Boeing Starliner’s first astronaut crew welcomed aboard space station
The CST-100 Starliner, with veteran astronauts Barry “Butch” Wilmore and Sunita “Suni” Williams aboard, arrived at the orbiting platform after a flight of nearly 27 hours following its launch from Cape Canaveral Space Force Station in Florida.
The reusable, gumdrop-shaped capsule, dubbed “Calypso” by its crew, was lofted into space on Wednesday atop an Atlas V rocket furnished and flown by Boeing-Lockheed Martin’s United Launch Alliance joint venture.
It autonomously docked with the ISS while both were orbiting some 250 miles (400 km) over the southern Indian Ocean at 1:34 p.m. EDT (1734 GMT), as the two vehicles soared around the globe in tandem at about 17,500 miles (28,160 km) per hour.
The spacecraft’s final approach to the ISS and docking, following a brief interval when Wilmore manually controlled the capsule, was shown on a NASA webcast. “Nice to be attached to the big city in the sky,” Wilmore radioed to mission control in Houston shortly after docking. On arrival, Wilmore, 58, and Williams, 61, spent about two hours conducting a series of standard procedures, such as checking for airlock leaks and pressurizing the passage between the capsule and the ISS, before opening the entry hatches.
A live NASA video feed showed the smiling new arrivals, wearing their blue flight suits, weightlessly floating headfirst through the padded passageway, one after the other, into the station. Williams was first.
“We’re just as happy as can be to be up in space,” she said during a brief welcoming ceremony a short time later.
They were greeted warmly with hugs and handshakes by the outpost’s current seven resident crew members: four fellow U.S. astronauts and three Russian cosmonauts.
Plans call for Wilmore and Williams to remain aboard the station for about eight days, then depart on a return flight that will take Starliner on a fiery reentry back through Earth’s atmosphere and end with a parachute and airbag-assisted landing in the U.S. Desert Southwest, a first for a crewed NASA mission.
Thursday was a busy day for the U.S. space program, as SpaceX’s next-generation Starship rocket survived a fiery, hypersonic return from space and achieved a breakthrough landing demonstration in the Indian Ocean in its fourth test flight.
On Starliner’s voyage to the ISS, helium leaks were detected in its propulsion system, knocking out some of the 28 thrusters used by the capsule to make precision maneuvers in space. However, the spacecraft still had enough functioning thrusters to compensate for the loss, according to NASA and Boeing.

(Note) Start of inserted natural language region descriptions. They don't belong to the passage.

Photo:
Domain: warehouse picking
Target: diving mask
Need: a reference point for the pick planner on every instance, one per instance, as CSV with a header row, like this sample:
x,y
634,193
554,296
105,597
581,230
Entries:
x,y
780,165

An additional thruster was disabled by mission control just before final approach.
YEARS OF TECHNICAL PROBLEMS
The Starliner launch on Wednesday followed years of technical problems, various delays and a first successful 2022 test mission to the orbital laboratory without astronauts aboard.
Last-minute glitches had nixed the Starliner’s first two crewed launch attempts, including a helium leak found on the capsule’s propulsion system that officials later determined was not serious enough to warrant a mechanical fix.
NASA and Boeing officials at the time pointed to a faulty seal on a thruster component that was failing to keep the helium inside.
Boeing built Starliner under contract with NASA to compete with SpaceX’s Crew Dragon capsule, which since 2020 has been the U.S. space agency’s only vehicle for sending ISS crew members to orbit from American soil. The current mission marks Starliner’s first test flight with astronauts aboard, a requirement before NASA can certify the capsule for routine astronaut missions.
Selected as crew for the pivotal flight were two NASA veterans who have previously logged 500 days in space between them: Wilmore, 61, a retired Navy captain and fighter pilot, and Williams, 58, a former Navy helicopter test pilot with experience flying more than 30 different aircraft.
Getting Starliner to this point has been a fraught process for Boeing under its $4.2 billion, fixed-priced contract with NASA, which wants the redundancy of two different U.S. rides to the ISS.
The Starliner is several years behind schedule and more than $1.5 billion over budget. Meanwhile, Boeing’s commercial airplane manufacturing operations have been rocked by a series of crises involving its 737 MAX jetliners.